A range near the threshold, so that around 50% of them are connected, I believe.

See: http://nupic.docs.numenta.org/1.0.2/quick-start/example-model-params.html

No, I think there are different params for each, see the doc linked above on model params.

I’m going to assume you mean temporal memory because we have no TP implementation documented anywhere yet.

The spatial pooler learns spatial patterns on the proximal input. The TM learns distal patterns.

Both processes are actually occurring simultaneously, but it is easier to explain them separately.

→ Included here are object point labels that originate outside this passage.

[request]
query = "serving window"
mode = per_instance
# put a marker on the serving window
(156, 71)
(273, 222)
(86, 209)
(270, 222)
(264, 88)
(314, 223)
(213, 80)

No, a potential synapse is a where a cell has the potential to connect. The permanence could be 0.0 and it is still a potential synapse. If there is no potential synapse, that means there is not permanence at all, not that the permanence is 0.


#3

A couple of additions if I may,

For spatial pooler (proximal synapses) it is %50 (potentialPct in Nupic) as @rhyolight said, but for temporal memory (distal synapses) there is a specific initial value (initialPermanence in Nupic) for all created synapses.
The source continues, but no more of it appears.